Airwaves: May 25, 2007
The Big ... Um, 106.9?
San Francisco had some weird things happening on the airwaves last week. Seems that The City's Free-FM (KIFR, 106.9 FM) talk station wasn't doing well, so owner CBS decided to switch gears to an oldies format and bring back the legendary KFRC call-letters.
Only one problem: the KFRC calls belonged to another CBS station at 99.7 FM, which is now running a version of the Movin' format (heard in L. A. at 93.9 FM).
Which means through the end of last week, San Francisco listeners could tune into KIFR to hear KFRC, but if they tuned into KFRC, they would hear Movin'. Got it?
Everything's fixed by now, by the way. KFRC is officially assigned at its new home at 106.9, and Movin' 99.7 has become KMVQ. What I still don't get is that KFRC is legendary as a top-40 station. Why they want the calls tied to oldies is, well, sad.
Bad things are happening at the syndicated Music of Your Life standards format heard throughout much of the country and available on the internet. Gone are programmer Chuck Southcott as well as personalities Wink Martindale, Johnny Magnus and Pete Smith. Money -- lack of it -- appears to be the problem.
Clear Channel has launched a new way for listeners to contact their favorite Clear Channel stations: text messaging.

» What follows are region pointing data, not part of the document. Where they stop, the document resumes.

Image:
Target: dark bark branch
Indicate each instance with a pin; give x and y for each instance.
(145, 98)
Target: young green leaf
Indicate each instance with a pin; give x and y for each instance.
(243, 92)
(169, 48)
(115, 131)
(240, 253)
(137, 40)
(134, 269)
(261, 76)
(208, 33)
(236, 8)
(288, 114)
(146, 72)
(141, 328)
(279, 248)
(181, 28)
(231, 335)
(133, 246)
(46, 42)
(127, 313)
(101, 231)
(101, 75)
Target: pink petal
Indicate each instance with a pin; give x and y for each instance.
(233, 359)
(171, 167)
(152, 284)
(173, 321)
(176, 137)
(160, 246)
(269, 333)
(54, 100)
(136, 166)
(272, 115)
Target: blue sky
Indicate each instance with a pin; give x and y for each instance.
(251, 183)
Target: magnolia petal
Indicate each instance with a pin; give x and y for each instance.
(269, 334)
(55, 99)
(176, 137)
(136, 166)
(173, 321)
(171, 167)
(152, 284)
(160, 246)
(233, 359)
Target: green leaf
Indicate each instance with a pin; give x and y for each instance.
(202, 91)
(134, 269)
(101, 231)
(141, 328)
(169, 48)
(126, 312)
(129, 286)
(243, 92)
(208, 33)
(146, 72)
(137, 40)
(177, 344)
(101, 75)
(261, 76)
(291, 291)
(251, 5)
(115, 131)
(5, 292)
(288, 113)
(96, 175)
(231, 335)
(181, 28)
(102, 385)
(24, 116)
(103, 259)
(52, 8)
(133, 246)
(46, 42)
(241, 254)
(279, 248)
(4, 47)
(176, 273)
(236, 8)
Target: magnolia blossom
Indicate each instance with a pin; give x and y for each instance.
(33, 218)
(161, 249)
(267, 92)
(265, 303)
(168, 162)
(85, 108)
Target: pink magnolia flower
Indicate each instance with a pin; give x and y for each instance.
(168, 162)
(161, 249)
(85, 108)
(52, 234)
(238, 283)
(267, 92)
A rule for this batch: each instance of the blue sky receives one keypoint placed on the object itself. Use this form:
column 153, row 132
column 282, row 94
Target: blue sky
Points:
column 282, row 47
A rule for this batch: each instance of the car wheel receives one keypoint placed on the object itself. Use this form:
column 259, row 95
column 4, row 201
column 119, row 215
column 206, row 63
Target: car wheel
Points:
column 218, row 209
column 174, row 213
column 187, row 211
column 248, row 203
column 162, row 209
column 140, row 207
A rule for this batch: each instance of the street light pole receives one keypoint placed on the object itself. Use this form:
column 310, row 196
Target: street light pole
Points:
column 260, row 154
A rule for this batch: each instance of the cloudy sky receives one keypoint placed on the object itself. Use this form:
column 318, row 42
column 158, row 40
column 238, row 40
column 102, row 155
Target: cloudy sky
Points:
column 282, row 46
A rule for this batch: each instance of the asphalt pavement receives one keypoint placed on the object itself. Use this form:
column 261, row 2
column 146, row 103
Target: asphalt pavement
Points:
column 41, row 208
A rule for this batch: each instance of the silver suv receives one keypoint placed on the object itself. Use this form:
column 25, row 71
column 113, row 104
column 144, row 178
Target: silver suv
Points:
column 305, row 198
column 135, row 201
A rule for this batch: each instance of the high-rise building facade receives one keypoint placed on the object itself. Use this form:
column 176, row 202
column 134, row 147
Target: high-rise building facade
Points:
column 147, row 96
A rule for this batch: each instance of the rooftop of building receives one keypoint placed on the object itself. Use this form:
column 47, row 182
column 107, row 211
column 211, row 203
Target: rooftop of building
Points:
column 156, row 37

Available now in New York but going nationwide in the next year or so, listeners can text song requests from their cell phones as well as receive information such as traffic reports.
This isn't an entirely new idea for the company. Before it was sold, Clear Channel's Mix 95.9 FM (now KFSH) personalities often used online internet chats to stay in touch with listeners. Too bad the company didn't know what a gem it had when it sold the Mix and let programmer Craig Carpenter and the rest of the staff go years ago.
KFI (640 AM) newsman Eric Leonard was honored by the Society of Professional Journalists. The Los Angeles area chapter of the organization named him the Distinguished Journalist of the Year; at only 30, Leonard is the youngest reporter to ever receive the award.
Ibiquity has announced that Mexico is about ready to allow digital HD Radio broadcasts by stations along country's Northern border. The Mexican equivalent of the FCC is expected to approve the plan shortly, and will allow stations within 200 miles of the US border to broadcast HD.
If this HD catches on, maybe we'll get Michael Boss back on The Mighty 690.